Verursachen von Spaltungen oder Fördern von Sektierertum: Das ist eine vorsätzliche Störung der Einheit der Versammlung oder untergräbt das Vertrauen der Brüder in die von Jehovas vorgesehene Art der Leitung. Es kann Abtrünnigkeit sein oder dazu führen.
Hütet die Herde Gottes – 2010, Kapitel 5, S. 66

Die vorgesehene Art der Leitung bedeutet, dass jeder der die leitende Körperschaft anzweifelt als Apostat ausgeschlossen werden kann. Selbst die leitende Körperschaft abzulehnen und sich als Nachfolger Christi zu bekennen, kann zum Ausschluss führen.

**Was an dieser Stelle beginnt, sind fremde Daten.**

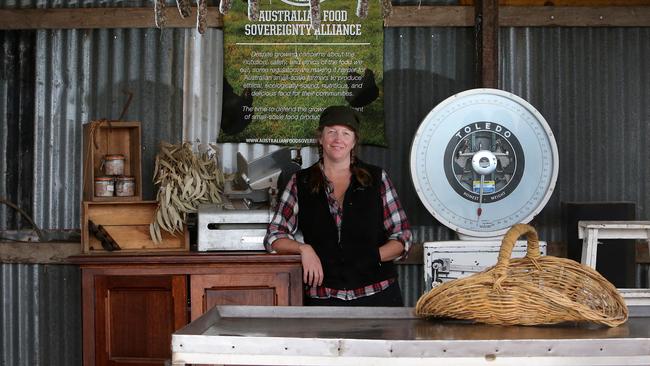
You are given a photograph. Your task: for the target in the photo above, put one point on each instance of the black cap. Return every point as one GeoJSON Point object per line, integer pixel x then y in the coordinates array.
{"type": "Point", "coordinates": [340, 115]}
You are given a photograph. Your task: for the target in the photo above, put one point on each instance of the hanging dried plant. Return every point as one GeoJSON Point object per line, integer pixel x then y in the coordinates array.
{"type": "Point", "coordinates": [201, 16]}
{"type": "Point", "coordinates": [253, 10]}
{"type": "Point", "coordinates": [387, 8]}
{"type": "Point", "coordinates": [224, 6]}
{"type": "Point", "coordinates": [184, 8]}
{"type": "Point", "coordinates": [362, 8]}
{"type": "Point", "coordinates": [185, 179]}
{"type": "Point", "coordinates": [314, 13]}
{"type": "Point", "coordinates": [160, 18]}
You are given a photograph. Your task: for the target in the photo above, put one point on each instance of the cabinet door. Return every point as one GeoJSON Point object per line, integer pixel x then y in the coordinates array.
{"type": "Point", "coordinates": [238, 289]}
{"type": "Point", "coordinates": [135, 317]}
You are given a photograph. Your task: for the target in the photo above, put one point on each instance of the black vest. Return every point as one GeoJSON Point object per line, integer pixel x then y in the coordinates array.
{"type": "Point", "coordinates": [353, 261]}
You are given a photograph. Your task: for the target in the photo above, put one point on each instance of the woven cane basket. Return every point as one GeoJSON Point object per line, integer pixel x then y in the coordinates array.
{"type": "Point", "coordinates": [527, 291]}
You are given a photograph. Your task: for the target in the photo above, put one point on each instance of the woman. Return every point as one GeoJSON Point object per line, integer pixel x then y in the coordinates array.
{"type": "Point", "coordinates": [351, 219]}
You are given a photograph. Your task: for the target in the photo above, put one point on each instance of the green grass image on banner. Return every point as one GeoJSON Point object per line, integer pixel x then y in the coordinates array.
{"type": "Point", "coordinates": [291, 74]}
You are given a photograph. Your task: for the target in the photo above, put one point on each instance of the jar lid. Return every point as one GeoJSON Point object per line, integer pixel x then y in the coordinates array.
{"type": "Point", "coordinates": [114, 157]}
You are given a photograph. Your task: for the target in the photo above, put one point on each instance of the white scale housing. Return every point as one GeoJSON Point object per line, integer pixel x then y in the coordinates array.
{"type": "Point", "coordinates": [481, 161]}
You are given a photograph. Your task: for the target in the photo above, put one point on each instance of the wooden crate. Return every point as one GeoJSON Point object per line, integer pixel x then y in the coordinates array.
{"type": "Point", "coordinates": [128, 223]}
{"type": "Point", "coordinates": [114, 137]}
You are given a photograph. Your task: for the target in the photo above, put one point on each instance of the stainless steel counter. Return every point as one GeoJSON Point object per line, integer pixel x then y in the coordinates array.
{"type": "Point", "coordinates": [388, 336]}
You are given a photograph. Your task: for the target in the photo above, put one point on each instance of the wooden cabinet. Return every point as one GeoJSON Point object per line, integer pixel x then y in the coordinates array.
{"type": "Point", "coordinates": [133, 303]}
{"type": "Point", "coordinates": [135, 317]}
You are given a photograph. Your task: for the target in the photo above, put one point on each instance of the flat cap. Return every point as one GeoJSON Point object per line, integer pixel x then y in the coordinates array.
{"type": "Point", "coordinates": [340, 115]}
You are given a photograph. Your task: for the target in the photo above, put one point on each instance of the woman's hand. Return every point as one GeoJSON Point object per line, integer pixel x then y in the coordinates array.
{"type": "Point", "coordinates": [312, 270]}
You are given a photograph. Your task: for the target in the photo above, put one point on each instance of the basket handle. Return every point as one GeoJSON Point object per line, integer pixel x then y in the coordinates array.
{"type": "Point", "coordinates": [508, 243]}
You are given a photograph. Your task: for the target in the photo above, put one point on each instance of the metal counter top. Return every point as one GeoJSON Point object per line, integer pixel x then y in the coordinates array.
{"type": "Point", "coordinates": [264, 335]}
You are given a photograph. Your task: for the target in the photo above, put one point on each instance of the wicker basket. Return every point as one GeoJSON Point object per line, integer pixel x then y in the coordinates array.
{"type": "Point", "coordinates": [531, 290]}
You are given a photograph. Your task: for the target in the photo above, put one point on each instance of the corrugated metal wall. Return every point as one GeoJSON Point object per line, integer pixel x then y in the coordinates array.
{"type": "Point", "coordinates": [591, 85]}
{"type": "Point", "coordinates": [17, 128]}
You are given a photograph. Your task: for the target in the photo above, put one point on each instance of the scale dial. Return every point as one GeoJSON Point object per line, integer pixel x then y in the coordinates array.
{"type": "Point", "coordinates": [484, 160]}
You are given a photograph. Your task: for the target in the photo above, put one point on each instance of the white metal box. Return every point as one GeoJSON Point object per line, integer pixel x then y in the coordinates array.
{"type": "Point", "coordinates": [448, 260]}
{"type": "Point", "coordinates": [220, 229]}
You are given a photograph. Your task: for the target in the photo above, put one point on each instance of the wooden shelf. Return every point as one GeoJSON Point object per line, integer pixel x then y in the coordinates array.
{"type": "Point", "coordinates": [111, 137]}
{"type": "Point", "coordinates": [128, 223]}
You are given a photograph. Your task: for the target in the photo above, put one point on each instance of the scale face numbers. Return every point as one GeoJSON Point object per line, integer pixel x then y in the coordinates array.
{"type": "Point", "coordinates": [482, 161]}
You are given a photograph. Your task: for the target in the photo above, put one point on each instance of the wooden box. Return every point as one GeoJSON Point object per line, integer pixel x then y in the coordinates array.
{"type": "Point", "coordinates": [101, 138]}
{"type": "Point", "coordinates": [128, 224]}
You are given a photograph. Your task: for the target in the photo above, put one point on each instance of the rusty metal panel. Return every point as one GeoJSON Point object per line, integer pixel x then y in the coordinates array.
{"type": "Point", "coordinates": [84, 75]}
{"type": "Point", "coordinates": [40, 315]}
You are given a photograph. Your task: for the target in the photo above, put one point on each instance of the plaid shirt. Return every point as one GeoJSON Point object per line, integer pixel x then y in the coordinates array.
{"type": "Point", "coordinates": [285, 224]}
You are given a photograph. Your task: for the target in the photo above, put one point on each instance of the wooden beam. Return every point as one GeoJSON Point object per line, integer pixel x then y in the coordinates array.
{"type": "Point", "coordinates": [574, 16]}
{"type": "Point", "coordinates": [403, 16]}
{"type": "Point", "coordinates": [93, 18]}
{"type": "Point", "coordinates": [522, 16]}
{"type": "Point", "coordinates": [431, 16]}
{"type": "Point", "coordinates": [487, 43]}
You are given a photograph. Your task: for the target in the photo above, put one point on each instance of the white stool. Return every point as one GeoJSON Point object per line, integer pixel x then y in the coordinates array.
{"type": "Point", "coordinates": [591, 231]}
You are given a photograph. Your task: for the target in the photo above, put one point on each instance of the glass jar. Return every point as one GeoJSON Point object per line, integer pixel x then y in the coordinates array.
{"type": "Point", "coordinates": [114, 164]}
{"type": "Point", "coordinates": [104, 187]}
{"type": "Point", "coordinates": [125, 186]}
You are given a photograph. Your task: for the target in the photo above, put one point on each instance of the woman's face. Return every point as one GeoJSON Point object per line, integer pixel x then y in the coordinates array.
{"type": "Point", "coordinates": [337, 142]}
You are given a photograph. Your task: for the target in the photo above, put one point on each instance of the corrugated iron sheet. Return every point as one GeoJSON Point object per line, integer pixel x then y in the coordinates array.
{"type": "Point", "coordinates": [17, 133]}
{"type": "Point", "coordinates": [40, 315]}
{"type": "Point", "coordinates": [591, 85]}
{"type": "Point", "coordinates": [84, 75]}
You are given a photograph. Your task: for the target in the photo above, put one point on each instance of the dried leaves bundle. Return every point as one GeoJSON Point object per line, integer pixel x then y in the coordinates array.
{"type": "Point", "coordinates": [186, 179]}
{"type": "Point", "coordinates": [224, 6]}
{"type": "Point", "coordinates": [201, 16]}
{"type": "Point", "coordinates": [184, 8]}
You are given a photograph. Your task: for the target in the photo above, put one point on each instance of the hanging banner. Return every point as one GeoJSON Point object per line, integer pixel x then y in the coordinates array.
{"type": "Point", "coordinates": [280, 73]}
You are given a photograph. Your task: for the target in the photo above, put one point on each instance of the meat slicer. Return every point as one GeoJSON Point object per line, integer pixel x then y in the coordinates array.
{"type": "Point", "coordinates": [240, 222]}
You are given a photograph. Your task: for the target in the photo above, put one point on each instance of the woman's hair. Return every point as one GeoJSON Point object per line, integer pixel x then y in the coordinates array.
{"type": "Point", "coordinates": [316, 178]}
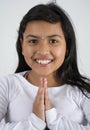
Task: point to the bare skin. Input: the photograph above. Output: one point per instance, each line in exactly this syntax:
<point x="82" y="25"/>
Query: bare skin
<point x="42" y="101"/>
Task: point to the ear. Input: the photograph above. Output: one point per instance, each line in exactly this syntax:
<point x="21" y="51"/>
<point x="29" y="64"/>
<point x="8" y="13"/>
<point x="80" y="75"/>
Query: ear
<point x="21" y="42"/>
<point x="66" y="53"/>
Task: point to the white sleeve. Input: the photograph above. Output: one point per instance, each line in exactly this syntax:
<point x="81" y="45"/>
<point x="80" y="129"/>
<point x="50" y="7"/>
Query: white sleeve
<point x="33" y="123"/>
<point x="58" y="122"/>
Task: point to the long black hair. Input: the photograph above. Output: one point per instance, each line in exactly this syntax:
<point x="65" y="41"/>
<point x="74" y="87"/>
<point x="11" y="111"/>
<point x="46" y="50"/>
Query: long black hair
<point x="68" y="72"/>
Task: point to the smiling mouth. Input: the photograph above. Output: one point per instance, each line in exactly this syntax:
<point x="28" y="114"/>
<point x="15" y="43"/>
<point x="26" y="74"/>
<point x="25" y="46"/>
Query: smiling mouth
<point x="43" y="62"/>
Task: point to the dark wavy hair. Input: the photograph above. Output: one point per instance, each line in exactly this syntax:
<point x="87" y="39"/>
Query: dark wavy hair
<point x="68" y="72"/>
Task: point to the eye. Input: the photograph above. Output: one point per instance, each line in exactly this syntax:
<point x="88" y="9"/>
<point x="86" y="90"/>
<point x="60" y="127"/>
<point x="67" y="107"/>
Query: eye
<point x="53" y="41"/>
<point x="33" y="41"/>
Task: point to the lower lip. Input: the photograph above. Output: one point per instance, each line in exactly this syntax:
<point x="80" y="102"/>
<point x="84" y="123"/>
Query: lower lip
<point x="43" y="65"/>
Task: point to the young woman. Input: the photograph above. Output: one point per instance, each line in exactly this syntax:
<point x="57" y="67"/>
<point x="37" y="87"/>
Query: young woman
<point x="47" y="91"/>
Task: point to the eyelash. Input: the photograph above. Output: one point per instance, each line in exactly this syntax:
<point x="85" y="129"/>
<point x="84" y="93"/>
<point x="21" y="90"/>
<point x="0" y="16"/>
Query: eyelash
<point x="35" y="41"/>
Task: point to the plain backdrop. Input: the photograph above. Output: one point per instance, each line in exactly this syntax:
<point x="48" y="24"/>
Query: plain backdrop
<point x="11" y="13"/>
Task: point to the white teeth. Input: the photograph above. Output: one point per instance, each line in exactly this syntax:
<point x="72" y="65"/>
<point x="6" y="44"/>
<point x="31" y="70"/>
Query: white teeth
<point x="43" y="61"/>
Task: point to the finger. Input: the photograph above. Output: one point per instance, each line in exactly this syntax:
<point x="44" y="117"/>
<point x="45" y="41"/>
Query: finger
<point x="48" y="104"/>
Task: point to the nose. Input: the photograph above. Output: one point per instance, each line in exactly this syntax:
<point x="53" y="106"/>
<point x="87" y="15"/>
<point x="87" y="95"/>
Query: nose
<point x="43" y="48"/>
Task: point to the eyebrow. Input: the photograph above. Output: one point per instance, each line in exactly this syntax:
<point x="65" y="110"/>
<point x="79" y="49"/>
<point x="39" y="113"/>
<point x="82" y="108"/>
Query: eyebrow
<point x="35" y="36"/>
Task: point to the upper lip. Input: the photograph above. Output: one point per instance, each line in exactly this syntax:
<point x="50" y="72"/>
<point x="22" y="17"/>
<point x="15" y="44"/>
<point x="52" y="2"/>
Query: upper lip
<point x="43" y="60"/>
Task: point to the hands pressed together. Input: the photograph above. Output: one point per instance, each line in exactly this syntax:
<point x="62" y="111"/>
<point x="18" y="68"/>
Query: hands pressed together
<point x="42" y="101"/>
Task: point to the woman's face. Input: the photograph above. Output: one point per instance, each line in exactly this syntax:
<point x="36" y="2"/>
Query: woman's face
<point x="43" y="47"/>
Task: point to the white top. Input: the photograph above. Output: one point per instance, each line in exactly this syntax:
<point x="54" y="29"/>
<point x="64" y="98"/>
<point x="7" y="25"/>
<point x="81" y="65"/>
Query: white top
<point x="71" y="112"/>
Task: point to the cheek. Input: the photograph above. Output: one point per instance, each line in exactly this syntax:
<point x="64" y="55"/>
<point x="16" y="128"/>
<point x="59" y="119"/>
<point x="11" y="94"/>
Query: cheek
<point x="27" y="53"/>
<point x="60" y="53"/>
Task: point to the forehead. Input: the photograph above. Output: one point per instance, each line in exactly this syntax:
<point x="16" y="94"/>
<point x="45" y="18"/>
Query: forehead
<point x="43" y="28"/>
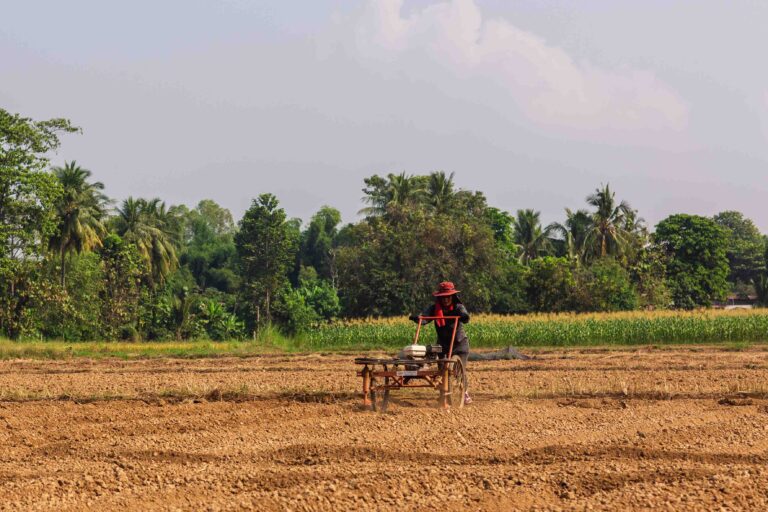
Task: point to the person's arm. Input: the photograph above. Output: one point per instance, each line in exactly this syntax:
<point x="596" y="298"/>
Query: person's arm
<point x="428" y="311"/>
<point x="463" y="314"/>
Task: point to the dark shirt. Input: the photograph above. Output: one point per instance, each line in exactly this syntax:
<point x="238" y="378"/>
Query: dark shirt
<point x="461" y="344"/>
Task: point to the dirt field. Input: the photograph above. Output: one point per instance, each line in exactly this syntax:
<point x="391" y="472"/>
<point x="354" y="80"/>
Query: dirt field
<point x="584" y="430"/>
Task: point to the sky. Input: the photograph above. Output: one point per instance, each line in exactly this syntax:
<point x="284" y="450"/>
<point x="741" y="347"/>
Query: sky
<point x="535" y="103"/>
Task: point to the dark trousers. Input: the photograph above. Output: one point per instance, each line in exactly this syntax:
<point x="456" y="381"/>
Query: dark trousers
<point x="463" y="356"/>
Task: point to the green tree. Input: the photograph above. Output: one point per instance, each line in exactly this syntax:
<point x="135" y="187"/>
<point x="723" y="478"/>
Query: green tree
<point x="529" y="236"/>
<point x="550" y="284"/>
<point x="608" y="234"/>
<point x="697" y="268"/>
<point x="27" y="215"/>
<point x="210" y="252"/>
<point x="649" y="276"/>
<point x="745" y="247"/>
<point x="501" y="224"/>
<point x="266" y="245"/>
<point x="389" y="195"/>
<point x="509" y="290"/>
<point x="150" y="228"/>
<point x="389" y="265"/>
<point x="318" y="241"/>
<point x="81" y="209"/>
<point x="574" y="232"/>
<point x="605" y="286"/>
<point x="121" y="267"/>
<point x="440" y="192"/>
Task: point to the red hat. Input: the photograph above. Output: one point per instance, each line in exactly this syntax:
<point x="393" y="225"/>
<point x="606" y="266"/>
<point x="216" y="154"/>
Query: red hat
<point x="445" y="288"/>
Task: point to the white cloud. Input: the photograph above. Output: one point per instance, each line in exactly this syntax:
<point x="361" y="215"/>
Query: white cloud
<point x="492" y="62"/>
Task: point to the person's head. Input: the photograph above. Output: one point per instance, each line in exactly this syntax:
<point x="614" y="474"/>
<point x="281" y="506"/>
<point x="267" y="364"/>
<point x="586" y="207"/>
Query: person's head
<point x="446" y="293"/>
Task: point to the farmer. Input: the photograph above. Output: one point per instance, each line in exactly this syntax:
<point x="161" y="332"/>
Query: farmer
<point x="447" y="303"/>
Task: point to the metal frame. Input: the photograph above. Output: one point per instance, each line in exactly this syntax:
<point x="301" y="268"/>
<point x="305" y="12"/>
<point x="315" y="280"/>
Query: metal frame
<point x="435" y="378"/>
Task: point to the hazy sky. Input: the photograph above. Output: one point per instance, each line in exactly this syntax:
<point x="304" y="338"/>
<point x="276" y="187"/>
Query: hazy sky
<point x="533" y="102"/>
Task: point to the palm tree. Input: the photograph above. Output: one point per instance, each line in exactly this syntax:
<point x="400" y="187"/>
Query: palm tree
<point x="149" y="227"/>
<point x="608" y="233"/>
<point x="440" y="193"/>
<point x="397" y="190"/>
<point x="574" y="231"/>
<point x="531" y="239"/>
<point x="81" y="210"/>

Und wer stellt diese Regel auf? Die leitende Körperschaft. Diese beansprucht, dass jedwede Kritik an ihrem Führungsanspruch als Abtrünnigkeit gedeutet werden kann und zum Ausschluss führt. Folgt man nicht Menschen, wenn man sich dieser Regel unterwirft? Wie kann überhaupt ein geheimes Buch für Älteste existieren, geschrieben im Auftrag der leitenden Körperschaft, wenn sich alles „komplett auf die Bibel“ gründet „nicht auf die Schriften irgendeines religiösen Predigers in den USA?“

Auch dieser Artikel versucht eine häufig gestellte Frage durch Umdeutung unbeantwortet zu lassen.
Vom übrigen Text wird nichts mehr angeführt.